In Mohan Singh v. King-Emperor 1943 ILR (Pat) 28, a similar issue was examined wherein the facts had been that the judgment was delivered by the High Court holding that the trial was without jurisdiction and a direction was issued to release the appellant therein. However, before the judgment could be typed and signed the court discovered that the copy of the notification which had been relied upon was an accurate copy and that the Special Judge had jurisdiction in respect of the offence under which the appellant therein had been convicted. Thereupon, the order directing the release of the accused was recalled and the appeal was directed to be heard de novo. When the matter came up for re-hearing, the objection that the court did not have a power to recall the order and hear the appeal de novo, was rejected.

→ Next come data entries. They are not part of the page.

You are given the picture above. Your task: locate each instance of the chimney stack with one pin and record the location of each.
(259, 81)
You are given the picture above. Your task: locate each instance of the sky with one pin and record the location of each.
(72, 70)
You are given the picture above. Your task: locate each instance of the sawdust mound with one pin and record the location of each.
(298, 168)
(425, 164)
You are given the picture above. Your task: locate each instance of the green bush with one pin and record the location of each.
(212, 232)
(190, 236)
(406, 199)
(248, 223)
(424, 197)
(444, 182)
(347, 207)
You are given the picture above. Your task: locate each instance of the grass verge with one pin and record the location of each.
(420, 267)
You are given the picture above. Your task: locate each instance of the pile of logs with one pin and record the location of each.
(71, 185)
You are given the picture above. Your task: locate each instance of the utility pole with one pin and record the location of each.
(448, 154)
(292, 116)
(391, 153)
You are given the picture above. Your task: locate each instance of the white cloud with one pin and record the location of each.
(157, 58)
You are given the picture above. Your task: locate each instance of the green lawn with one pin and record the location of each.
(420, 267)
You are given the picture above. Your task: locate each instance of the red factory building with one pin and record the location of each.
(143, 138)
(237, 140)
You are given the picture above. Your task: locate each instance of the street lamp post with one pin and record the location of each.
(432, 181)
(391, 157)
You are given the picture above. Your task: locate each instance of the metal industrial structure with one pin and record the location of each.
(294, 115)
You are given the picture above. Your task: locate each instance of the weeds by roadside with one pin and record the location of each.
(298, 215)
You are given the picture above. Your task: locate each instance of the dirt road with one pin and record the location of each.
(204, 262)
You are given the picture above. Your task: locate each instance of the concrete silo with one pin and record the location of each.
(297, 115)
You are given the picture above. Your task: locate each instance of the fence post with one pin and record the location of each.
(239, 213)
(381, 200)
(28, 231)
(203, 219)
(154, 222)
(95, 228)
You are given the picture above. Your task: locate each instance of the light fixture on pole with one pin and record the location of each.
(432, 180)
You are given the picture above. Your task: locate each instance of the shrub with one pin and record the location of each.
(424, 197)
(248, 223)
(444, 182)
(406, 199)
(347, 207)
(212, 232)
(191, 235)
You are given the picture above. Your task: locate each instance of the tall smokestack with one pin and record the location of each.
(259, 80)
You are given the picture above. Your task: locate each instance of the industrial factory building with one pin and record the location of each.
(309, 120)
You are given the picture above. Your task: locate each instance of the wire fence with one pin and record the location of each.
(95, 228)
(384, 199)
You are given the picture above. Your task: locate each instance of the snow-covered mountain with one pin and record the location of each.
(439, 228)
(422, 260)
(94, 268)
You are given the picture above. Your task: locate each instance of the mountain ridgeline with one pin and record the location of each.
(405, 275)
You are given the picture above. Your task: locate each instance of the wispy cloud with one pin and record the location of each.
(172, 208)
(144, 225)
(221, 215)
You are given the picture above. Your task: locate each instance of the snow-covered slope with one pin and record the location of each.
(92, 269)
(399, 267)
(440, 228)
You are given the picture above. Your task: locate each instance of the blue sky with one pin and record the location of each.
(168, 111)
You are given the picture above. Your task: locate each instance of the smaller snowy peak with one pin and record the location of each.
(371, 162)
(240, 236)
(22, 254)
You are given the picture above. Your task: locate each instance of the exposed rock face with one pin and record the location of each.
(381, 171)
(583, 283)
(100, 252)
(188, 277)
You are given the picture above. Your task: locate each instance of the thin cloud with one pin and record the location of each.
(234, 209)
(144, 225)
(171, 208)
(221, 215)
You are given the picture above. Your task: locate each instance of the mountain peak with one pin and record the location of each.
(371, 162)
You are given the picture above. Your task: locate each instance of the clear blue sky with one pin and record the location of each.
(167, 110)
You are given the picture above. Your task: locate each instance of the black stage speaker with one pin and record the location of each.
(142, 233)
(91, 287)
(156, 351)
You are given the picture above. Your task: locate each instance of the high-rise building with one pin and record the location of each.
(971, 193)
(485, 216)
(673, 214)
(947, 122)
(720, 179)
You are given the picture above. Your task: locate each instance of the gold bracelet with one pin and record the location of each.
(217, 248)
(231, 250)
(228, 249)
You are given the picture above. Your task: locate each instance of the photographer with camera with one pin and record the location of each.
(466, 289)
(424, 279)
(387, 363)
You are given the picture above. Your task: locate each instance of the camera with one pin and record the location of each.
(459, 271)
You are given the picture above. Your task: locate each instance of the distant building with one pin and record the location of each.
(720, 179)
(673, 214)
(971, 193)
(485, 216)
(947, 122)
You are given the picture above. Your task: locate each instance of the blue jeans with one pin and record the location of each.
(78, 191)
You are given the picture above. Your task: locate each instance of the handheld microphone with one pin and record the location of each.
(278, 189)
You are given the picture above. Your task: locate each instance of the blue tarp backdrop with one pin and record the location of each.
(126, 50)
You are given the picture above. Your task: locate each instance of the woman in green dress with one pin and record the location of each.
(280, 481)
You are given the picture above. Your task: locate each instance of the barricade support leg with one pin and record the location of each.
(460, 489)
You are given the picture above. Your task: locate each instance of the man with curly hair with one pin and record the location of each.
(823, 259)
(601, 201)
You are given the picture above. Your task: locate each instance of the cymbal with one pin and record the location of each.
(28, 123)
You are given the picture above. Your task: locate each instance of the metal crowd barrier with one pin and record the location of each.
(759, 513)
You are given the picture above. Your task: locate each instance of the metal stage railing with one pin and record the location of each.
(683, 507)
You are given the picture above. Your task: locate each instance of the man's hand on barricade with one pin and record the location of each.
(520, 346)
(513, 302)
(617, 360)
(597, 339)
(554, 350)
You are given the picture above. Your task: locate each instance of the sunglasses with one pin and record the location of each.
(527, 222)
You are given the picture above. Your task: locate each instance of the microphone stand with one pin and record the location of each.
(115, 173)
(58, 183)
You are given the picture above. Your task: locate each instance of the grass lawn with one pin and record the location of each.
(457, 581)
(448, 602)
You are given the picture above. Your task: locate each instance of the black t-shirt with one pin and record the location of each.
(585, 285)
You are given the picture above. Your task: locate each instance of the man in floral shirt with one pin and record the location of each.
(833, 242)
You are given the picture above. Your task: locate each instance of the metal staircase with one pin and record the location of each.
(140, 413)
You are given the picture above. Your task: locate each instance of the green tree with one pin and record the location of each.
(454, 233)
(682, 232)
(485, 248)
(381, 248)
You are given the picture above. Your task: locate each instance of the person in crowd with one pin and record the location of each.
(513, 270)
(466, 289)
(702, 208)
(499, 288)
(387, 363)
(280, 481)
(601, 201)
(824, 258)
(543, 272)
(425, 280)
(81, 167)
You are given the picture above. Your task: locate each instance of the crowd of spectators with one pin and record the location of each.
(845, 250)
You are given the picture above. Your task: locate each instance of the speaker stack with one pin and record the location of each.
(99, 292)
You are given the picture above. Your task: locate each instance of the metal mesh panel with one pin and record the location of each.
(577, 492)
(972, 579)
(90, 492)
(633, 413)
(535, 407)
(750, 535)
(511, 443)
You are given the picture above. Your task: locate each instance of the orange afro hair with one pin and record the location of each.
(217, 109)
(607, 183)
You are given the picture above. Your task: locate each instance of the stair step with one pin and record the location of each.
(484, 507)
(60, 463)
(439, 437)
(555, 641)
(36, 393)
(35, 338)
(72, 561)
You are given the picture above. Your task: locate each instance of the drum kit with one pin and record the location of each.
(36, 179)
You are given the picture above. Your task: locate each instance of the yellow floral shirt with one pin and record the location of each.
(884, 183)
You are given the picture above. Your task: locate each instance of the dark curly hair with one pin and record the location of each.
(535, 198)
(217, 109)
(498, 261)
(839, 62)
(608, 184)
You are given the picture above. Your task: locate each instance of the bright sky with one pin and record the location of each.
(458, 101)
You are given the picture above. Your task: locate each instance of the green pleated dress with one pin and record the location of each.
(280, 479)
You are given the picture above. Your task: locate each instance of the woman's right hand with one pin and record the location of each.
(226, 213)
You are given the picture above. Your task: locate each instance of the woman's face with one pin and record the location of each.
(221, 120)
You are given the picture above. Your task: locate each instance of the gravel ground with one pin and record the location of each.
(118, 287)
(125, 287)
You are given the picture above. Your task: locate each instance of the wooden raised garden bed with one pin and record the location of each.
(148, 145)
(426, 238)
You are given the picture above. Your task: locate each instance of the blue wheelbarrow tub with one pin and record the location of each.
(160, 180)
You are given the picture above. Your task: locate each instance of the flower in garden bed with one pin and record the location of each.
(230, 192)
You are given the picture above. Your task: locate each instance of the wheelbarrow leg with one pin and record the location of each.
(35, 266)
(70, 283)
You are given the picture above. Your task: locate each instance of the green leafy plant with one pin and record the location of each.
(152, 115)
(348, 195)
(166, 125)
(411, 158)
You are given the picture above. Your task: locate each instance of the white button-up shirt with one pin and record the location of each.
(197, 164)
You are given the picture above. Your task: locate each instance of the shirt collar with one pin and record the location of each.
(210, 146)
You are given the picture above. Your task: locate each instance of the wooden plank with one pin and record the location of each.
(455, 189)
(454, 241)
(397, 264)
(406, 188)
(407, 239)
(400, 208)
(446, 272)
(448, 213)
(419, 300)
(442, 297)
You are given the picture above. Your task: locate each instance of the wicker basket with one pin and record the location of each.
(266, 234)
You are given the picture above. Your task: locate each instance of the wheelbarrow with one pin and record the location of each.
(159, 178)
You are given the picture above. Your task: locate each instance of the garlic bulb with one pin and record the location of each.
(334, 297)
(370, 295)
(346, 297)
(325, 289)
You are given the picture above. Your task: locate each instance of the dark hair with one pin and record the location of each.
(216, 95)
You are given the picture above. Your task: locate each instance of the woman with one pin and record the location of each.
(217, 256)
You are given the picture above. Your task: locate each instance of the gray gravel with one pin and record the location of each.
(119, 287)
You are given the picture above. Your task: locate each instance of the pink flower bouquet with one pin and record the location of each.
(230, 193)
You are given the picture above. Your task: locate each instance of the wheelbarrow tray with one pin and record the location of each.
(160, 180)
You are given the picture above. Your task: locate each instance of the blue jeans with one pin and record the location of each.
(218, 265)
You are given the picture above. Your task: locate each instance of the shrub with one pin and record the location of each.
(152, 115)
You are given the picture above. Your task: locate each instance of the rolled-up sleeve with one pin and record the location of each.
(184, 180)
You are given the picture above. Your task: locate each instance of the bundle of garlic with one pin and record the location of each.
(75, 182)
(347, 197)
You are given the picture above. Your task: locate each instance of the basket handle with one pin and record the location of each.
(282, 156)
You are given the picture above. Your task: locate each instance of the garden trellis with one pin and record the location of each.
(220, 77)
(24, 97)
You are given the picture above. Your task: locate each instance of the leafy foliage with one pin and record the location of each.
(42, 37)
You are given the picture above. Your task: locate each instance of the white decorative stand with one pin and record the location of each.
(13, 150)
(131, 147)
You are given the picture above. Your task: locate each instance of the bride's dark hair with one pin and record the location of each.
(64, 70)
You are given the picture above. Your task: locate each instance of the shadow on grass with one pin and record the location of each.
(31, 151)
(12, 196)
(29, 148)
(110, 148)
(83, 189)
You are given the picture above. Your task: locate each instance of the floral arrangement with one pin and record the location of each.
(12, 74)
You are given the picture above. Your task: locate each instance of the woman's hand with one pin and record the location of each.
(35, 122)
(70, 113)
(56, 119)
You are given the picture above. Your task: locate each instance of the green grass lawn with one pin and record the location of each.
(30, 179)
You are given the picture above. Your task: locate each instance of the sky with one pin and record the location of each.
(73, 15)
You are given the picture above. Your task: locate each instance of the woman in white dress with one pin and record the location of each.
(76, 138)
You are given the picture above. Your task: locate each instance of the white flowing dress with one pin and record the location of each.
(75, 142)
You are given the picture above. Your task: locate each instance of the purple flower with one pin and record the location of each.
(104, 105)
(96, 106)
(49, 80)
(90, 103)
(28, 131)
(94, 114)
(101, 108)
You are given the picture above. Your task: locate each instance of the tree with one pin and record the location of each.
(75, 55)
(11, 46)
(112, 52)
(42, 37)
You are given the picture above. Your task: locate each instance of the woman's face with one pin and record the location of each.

In view of the provisions of Section 362 Cr.P.C. while deciding the case, the Patna High Court relied upon the judgment of Calcutta High Court in Amodini Dasee v. Darsan Ghose, 1911 ILR (Cal) 828 and the judgment of Allahabad High Court in Emperor v. Pragmadho Singh, 1932 ILR (All.) 132. A similar view has been reiterated by the Division Bench of the Bombay High Court in State of Bombay v. Geoffrey Manners & Co., AIR 1951 Bom. 49. The Bombay High Court had taken the view that unless the judgment is signed and sealed, it is not a judgment in strict legal sense and therefore, in exceptional circumstances, the order can be recalled and altered to a certain extent.

 In Sangam Lal v. Rent Control and Eviction Officer, Allahabad & Ors., AIR 1966 All. 221, while dealing with the rent control matter, the court came to the conclusion that until a judgment is signed and sealed after delivering in court, it is not a judgment and it can be changed or altered at any time before it is signed and sealed.

This Court has also dealt with the issue in Surendra Singh & Ors. v. State of U.P., AIR 1954 SC 194 observing as under: “Now up to the moment the judgment is delivered Judges have the right to change their mind. There is a sort of ‘locus paenitentiae’ and indeed last minute alterations often do occur. Therefore, however much a draft judgment may have been signed beforehand, it is nothing but a draft till formally delivered as the judgment of the Court. Only then does it crystallise into a full fledged judgment and become operative.